Durante a gestação, imaginava as respostas que daria quando falassem que era hora de desmamar ou quando sugerissem que seria melhor me esconder para amamentar, mas, no fim das contas, o pitaco que eu mais desejava ouvir era “minha filha, use logo uma mamadeira e pare de sofrer”.
Das poucas opiniões que recebi, uma das mais clássicas: “Seu meu leite não está sustentando o bebê”. Diante da perda de peso dele nas duas primeiras semanas, parecia muito real, o que me jogou ainda mais para baixo.
No mais, todas as pessoas a minha volta respeitaram a minha vontade de persistir amamentando. Enfim, depois de longas semanas, o negócio engrenou.
Quando estava no terceiro mês e tudo parecia normal, uma nova inflamação e um ducto lactífero entupido surgiram. Dor lancinante. O tratamento: usar uma agulha esterilizada ou esfregar uma toalha molhada até estourar a bolha de leite formada no mamilo, além de massagear as ingurgitações doloridas que apareceram no seio. Tentei tudo, sem sucesso imediato. Feito isso, coloquei o bebê para mamar em diferentes posições, a principal delas era a que eu ficava em quatro apoios com o seio na boca do bebê. A cena se repetiu no quarto mês e no quinto, com uma nova mastite e um febrão de três dias.
Alguém já viu alguma propaganda, filme, série ou novela com uma mãe nesta posição?

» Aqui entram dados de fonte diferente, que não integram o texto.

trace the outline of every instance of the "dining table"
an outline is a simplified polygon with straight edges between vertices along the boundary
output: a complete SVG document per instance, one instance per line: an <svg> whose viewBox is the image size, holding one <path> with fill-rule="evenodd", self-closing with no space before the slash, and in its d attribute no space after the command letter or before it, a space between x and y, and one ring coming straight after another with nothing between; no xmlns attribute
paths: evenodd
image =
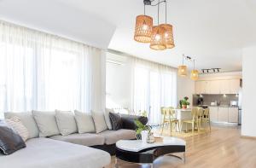
<svg viewBox="0 0 256 168"><path fill-rule="evenodd" d="M183 124L183 125L182 125L182 123L183 120L192 119L191 111L192 111L192 108L177 108L177 109L175 109L176 118L177 118L177 119L178 119L179 128L181 129L180 131L186 130L185 124ZM188 130L192 130L192 125L188 125L187 126L188 126Z"/></svg>

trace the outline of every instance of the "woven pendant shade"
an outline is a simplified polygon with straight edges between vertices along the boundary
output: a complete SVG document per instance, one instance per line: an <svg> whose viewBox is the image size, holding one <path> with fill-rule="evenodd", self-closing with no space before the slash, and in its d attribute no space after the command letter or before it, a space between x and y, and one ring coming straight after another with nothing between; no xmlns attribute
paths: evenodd
<svg viewBox="0 0 256 168"><path fill-rule="evenodd" d="M190 78L192 80L197 80L198 79L198 71L197 70L192 70L191 71Z"/></svg>
<svg viewBox="0 0 256 168"><path fill-rule="evenodd" d="M165 28L162 26L154 26L150 42L150 49L155 50L164 50L166 49L166 41L165 40Z"/></svg>
<svg viewBox="0 0 256 168"><path fill-rule="evenodd" d="M166 48L172 49L175 47L173 40L173 32L172 26L170 24L161 24L160 26L162 26L166 29L165 38L166 40Z"/></svg>
<svg viewBox="0 0 256 168"><path fill-rule="evenodd" d="M153 18L138 15L136 18L134 40L140 43L150 43L153 28Z"/></svg>
<svg viewBox="0 0 256 168"><path fill-rule="evenodd" d="M179 66L177 68L177 74L181 77L187 76L187 66Z"/></svg>

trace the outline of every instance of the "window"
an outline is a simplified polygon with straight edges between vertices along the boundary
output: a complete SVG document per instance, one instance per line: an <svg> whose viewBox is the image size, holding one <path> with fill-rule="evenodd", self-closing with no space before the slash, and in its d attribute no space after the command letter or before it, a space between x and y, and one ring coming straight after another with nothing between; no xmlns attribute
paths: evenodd
<svg viewBox="0 0 256 168"><path fill-rule="evenodd" d="M101 99L92 96L102 90L93 83L102 78L94 68L101 56L101 49L0 22L0 118L6 111L90 112L91 97Z"/></svg>

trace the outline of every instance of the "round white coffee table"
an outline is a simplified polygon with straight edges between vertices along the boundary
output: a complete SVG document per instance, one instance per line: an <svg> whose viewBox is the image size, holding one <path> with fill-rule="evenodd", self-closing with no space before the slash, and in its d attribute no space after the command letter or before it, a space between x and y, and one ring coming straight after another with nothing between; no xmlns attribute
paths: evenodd
<svg viewBox="0 0 256 168"><path fill-rule="evenodd" d="M185 163L186 142L177 137L163 137L154 143L145 143L141 140L120 140L116 142L115 167L118 160L137 164L150 164L160 156L170 155L181 159ZM172 155L183 153L183 157Z"/></svg>

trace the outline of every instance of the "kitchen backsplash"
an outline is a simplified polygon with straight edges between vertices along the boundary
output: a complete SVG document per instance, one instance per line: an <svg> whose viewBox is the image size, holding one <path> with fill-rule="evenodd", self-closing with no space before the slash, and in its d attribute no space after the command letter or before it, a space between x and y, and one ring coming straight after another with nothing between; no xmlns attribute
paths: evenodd
<svg viewBox="0 0 256 168"><path fill-rule="evenodd" d="M230 106L231 101L238 101L238 96L236 94L226 94L224 95L201 95L203 103L202 105L211 105L211 102L216 101L222 106ZM201 98L200 95L193 95L193 106L198 105L198 100Z"/></svg>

Só observo mãe e filho se entreolhando e sorrindo, como se fosse um ato totalmente instintivo.
Nesta última crise, a ferida aberta no terceiro mês voltou a incomodar. Ao redor dela, o mamilo fica todo esbranquiçado, como se não circulasse sangue na região. Arde demais.
Obviamente nem todas as mães percorrem essa via crucis e muitas sentem prazer desde o início com a amamentação, mas isso não pode ser considerado o padrão. É necessário falarmos sobre as dificuldades para munirmos de informação outras mulheres. Sabendo dos eventuais problemas, podemos buscar soluções que não sejam o desmame precoce, para quem deseja continuar, e também apoio, para quem prefere desistir.
Seria hipocrisia dizer que não me orgulho de olhar as dobrinhas do Ian, frutos da amamentação. Ainda assim, não penso que toda mãe deva passar por isso, sobretudo as que têm pouco ou nenhum apoio. Respeitar-se e estabelecer limites também são atos de amor. Amor próprio e amor materno.
Embora eu reconheça o vínculo que se estabelece por meio da amamentação, posso dizer que aqui em casa o entrosamento não veio por meio dela, ao menos não apenas por essa via. Hoje, o amor pelo meu filho é imenso, ao ponto de sentir saudade de estar perto dele mesmo estando no cômodo ao lado, e amamentar deixou de ser um peso.
A maternidade tem um mantra, o “vai passar”. Junto dele deveríamos incluir “não julguemos outras mães. Não nos comparemos. Falemos sobre nossos filhos e nossas experiências sem precisar esfregar na cara de mães que estão inseguras nosso sucesso com as tais siglas LM/LD/PN/SN, entre outras. Não meçamos outro maternar com a nossa própria régua”.
Feliz fim de agosto dourado e início de primavera florida para quem amamenta no peito, para quem oferece mamadeira e principalmente para quem faz uso real da palavra da moda: empatia.”